It's taken me months to realise that the title is open to misinterpretation, which perhaps is why some people objected. It might suggest that the organisers pick the guests they want at their milonga – which would be gross. 'Him, oh yes, he can come. But not that friend of his, no way. & she's all right, but isn't there anyone better?' I hope my description of the milonga left it clear that invitation is by personal recommendation: people recommend friends, and the organisers invite everyone recommended. My title might have given the wrong first impression.
Once again, I think it's a pity it's necessary to resort to this so we can enjoy a good afternoon of dance. But organisers here don't have the kind of authority some of them have in Buenos Aires, and the dance isn't generally understood or respected here in the way it is there. There are people here who've watched a few TV dance programmes, taken a few tango classes and go out and don't even notice how much disturbance they are causing. They probably think they are bringing a bit of life into a boring evening. All these couples making their way slowly round the room; let's barge into them, wake them up a bit!
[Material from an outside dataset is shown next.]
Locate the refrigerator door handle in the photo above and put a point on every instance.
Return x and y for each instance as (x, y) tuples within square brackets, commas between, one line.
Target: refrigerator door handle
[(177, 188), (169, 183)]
There's also another slightly different system here: there are a few milongas that are open to all, but aren't advertised. You hear about them by being on a mailing list. This has a similar effect. There's a bit of a 'tango underground', but I can't see anything wrong with that, except that it's much harder for the organisers to make ends meet without open access and advertising. They do it because they enjoy a certain kind of milonga: in the circumstances the guest list is the only way to make it happen.